Causes for strandings

  • Cetaceans, seals and birds are competing for ever-dwindling stocks of mackerel and herring, and often get caught up in fishing nets. The transparent mono-filament nets are lethal because they hold the animal underwater, and they will quickly drown.
  • An increase in boat traffic for recreational purposes means that disturbance or injury through collision with boats is another risk for marine animals.
  • Chemicals from pollutants can become concentrated in fish and then can cause nervous system damage and other medical problems in the animals that eat them. Many pollutants such as plastics, chemicals and sewage are also extremely harmful.
  • Plastic bags are often mistaken for jellyfish or squid and, if swallowed, can block up the stomach, killing the animal – this is a common cause of death in seals, turtles and cetaceans alike.
  • Underwater noise from shipping traffic, seismic surveys, sonar, drilling or underwater explosions can cause permanent hearing damage to cetaceans relying on echolocation, impairing the animals’ ability to sense their environment – sudden acoustic pressure can even cause severe ear and brain damage and death.
  • Stormy weather may be enough to exhaust an animal and cause it to wash up – especially seals are occasionally found on beaches after storms.


More information on

Dolphins, whales and porpoises

Dolphins, whales and porpoises all belong to a group of marine mammals known as cetaceans. These all have streamlined bodies and extremely strong tails for efficient propulsion through the water. They breathe air (like other mammals) through a blow hole in the top of their heads, and hold their breath when diving by closing it. These mammals can dive for long periods of time and to very large depths.
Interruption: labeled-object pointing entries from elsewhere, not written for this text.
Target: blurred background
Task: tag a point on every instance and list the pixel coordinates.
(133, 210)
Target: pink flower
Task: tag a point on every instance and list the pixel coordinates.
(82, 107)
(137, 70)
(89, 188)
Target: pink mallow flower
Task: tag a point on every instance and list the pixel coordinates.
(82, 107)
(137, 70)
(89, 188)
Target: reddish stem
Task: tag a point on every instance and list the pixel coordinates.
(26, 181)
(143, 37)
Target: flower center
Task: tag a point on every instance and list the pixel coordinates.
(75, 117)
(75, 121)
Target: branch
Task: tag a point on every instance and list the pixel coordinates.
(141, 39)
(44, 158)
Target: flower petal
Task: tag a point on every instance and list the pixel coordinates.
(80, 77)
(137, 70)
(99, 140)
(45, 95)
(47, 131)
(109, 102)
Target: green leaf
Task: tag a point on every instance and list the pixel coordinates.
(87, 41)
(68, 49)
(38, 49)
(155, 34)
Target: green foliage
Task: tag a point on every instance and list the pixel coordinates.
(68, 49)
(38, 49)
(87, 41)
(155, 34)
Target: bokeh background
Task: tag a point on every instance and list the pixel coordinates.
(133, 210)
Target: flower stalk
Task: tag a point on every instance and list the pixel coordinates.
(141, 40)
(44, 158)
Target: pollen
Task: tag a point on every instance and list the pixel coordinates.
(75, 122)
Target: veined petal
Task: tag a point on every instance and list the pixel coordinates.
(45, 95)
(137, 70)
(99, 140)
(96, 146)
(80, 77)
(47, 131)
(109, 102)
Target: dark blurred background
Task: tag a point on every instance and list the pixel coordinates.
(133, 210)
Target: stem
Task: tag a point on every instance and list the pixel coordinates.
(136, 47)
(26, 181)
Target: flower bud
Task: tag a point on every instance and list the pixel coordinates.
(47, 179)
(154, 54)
Cetaceans use a series of whistles and clicks as echolocation to communicate with other members of their group, and also to navigate and find prey. They are all extremely intelligent and adapted to live in large open stretches of sea in contact with many others. Anglesey Sea Zoo does not keep such creatures in captivity because no aquarium can do justice to their natural habitat.

About twelve species of cetaceans can be seen around the coast of Britain. The harbour porpoise and the bottlenose dolphin are the most commonly spotted around Wales, with the most regular sightings in Cardigan Bay. Whales are seen far less often because of their tendency to stay further off-shore, and to dive deeper for longer periods.

About thirty-five cetaceans strand each year on the coastlines of Britain. The majority tends to be larger whales that have made navigational errors and regularly end up on the shores of northern Scotland. Success in getting these creatures back into the water depends on their reason for stranding. The most common reasons for stranding are illness and navigational mistakes, with mass strandings usually due to a group following one individual to shore. If the animals are healthy, then the prognosis is usually good, particularly if they are not stranded for long.